I do suffer intrusive thoughts and agree that they are hard to deal with, coming out of the blue and maybe in no way related to what I'm doing. The Propanalol does help me with these.
I can understand you feeling in control when you are on stage, because then you are wearing a mask - you are a seperate persona to the you that you have to live with all day. I used to have to wear a uniform jacket. As soon as I put it on in the morning I felt and walked diferently. People only identified me by the jacket and never bothered to look at the person inside it.
I think both of these are things many "normal" people feel and hide. Their outside face is very different from that they wear at home. Sometimes, being sensitive people, we recognise this is happening and worry that it is unusual, when actually it is quite normal behaviour.

Bill: "If anxiety prevents us from doing what we choose, in our minds it is creating a cage for us without us realising it.

When we don't feel free due to our anxiety, the trap it creates causes fear and stress, so although we may feel totally content and happy within our "cage", anxiety still becomes a part of our lives because it is always there dormant within us ready to be triggered."

I choose to live my life alone and indoors. I freely choose not to go where there are a lot of people. I could change my lifestyle, but do not see the need to put myself into situautions that appear threatening to me. I think recovery is about making decisions as to what you personally want from life. I am not a gregarous, outgoing person by nature. My anxieties came from being forced out into the workplace and the expectations on me to act like, and condone the beliefs of, the peer group around me. I also made the mistake of trusting that those people would behave in a manner fitting to their position.
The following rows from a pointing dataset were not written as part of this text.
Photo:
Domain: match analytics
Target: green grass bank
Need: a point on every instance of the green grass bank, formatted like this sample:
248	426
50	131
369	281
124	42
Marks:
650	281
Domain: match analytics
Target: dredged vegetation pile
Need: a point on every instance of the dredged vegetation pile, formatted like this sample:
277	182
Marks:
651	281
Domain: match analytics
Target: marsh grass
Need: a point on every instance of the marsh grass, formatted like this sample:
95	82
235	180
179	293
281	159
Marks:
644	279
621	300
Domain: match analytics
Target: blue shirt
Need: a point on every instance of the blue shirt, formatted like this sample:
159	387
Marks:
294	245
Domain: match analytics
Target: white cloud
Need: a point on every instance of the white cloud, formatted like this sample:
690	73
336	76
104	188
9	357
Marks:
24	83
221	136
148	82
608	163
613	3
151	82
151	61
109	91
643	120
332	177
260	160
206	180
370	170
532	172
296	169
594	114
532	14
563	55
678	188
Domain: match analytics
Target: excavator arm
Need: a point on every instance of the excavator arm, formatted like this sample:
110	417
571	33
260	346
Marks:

You know the saying about the word ASSUME - it makes an ASS of U and ME.

Bill "Also though, if we have had bad experiences due to others, those events not only cause us alot of emotional stress but they will also cause us alot of anxiety so in effect, the experiences would have knocked our confidence and replaced it with fear."
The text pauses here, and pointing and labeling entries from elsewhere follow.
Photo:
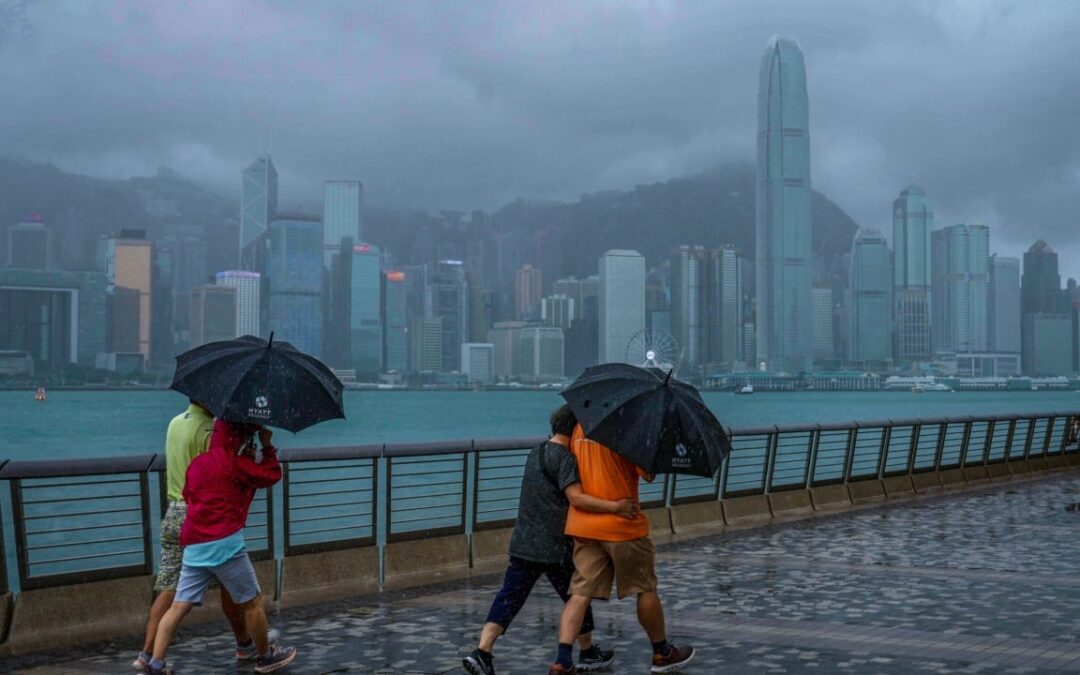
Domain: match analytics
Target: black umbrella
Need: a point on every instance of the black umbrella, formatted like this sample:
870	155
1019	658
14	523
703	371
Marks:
260	381
648	417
To me, stress is something that comes from inside me. It is my feeling, and often people feel ashamed or that they have failed when they say they feel stressed. However, most of what we actually feel is applied pressure from outside. Presure to conform, to work too hard, to be good parents, to do too much.... By refusing to take on board as our personal feelings those pressures put upon us by others, we can reduce anxiety and gain the confidence to say "this is enough. It's not what I want"

Bill
26-06-10, 04:12
I agree Chem. There's nothing wrong with living within the limitations we feel happy with. I do the same in lots of ways. What's important is that we find happiness.
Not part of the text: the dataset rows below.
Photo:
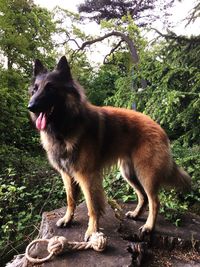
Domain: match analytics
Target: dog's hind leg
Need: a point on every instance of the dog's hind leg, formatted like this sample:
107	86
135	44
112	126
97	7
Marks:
91	185
72	191
151	189
128	174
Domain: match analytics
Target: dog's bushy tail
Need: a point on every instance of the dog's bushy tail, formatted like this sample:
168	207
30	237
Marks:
180	178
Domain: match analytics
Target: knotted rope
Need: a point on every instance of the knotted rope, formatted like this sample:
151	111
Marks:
59	244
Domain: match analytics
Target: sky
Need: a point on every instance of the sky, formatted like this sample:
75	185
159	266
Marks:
179	12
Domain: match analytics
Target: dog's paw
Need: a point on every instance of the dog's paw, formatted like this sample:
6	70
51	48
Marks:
144	231
63	222
88	234
132	215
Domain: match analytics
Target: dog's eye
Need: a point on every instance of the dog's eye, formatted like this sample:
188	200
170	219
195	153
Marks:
49	87
35	88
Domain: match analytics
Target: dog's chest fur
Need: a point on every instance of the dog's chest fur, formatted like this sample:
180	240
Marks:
62	154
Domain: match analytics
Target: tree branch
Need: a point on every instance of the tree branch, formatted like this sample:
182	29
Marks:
112	51
123	37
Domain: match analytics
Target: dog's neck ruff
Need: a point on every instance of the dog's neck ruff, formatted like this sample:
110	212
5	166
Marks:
41	121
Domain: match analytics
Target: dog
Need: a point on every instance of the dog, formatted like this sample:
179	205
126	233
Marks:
81	139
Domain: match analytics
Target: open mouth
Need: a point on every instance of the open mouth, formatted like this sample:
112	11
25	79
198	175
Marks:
41	121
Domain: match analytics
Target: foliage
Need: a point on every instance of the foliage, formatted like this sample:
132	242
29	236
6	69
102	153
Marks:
27	187
169	68
143	12
25	34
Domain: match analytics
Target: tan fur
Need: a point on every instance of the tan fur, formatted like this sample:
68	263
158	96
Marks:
81	139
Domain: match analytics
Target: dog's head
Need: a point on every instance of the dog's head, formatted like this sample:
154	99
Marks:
53	92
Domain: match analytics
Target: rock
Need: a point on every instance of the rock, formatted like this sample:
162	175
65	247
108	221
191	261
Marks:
125	246
165	235
116	253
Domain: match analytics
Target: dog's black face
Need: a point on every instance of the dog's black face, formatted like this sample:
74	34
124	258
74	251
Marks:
52	92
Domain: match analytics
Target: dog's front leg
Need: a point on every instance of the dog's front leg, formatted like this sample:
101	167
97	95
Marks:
72	190
92	188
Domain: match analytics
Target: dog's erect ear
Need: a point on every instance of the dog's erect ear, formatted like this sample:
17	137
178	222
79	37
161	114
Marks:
38	68
64	69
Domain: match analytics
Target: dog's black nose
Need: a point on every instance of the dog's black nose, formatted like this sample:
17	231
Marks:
32	106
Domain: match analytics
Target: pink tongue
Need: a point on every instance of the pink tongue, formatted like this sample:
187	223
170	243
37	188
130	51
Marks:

It sounds like you've been through a very rough time with people and I just wanted to say how sad that makes me feel. If only there were more caring sensitive people like you and this world would be a much happier place to live in.:hugs:

martin1976
26-06-10, 16:18
Hi Supersezza, I've gotta say it is definetly easier to cope with if you can talk about other stuff that takes your mind off the anxiety even if for a short time.. I'm gonna start a thread in Misc about music/books/films people enjoy/relate to or just bloody love to bits!! lol
Simona57 I agree that it is in your mind whether you can "allow" yourself to be healed, although just to be able to do this can take a really long time and equal amounts of belief and bravery and understanding... But this journey can be aided with the likes of people on this forum..
All the best
Martin

supersezza
26-06-10, 17:42
that's a good idea Martin...distraction is key sometimes!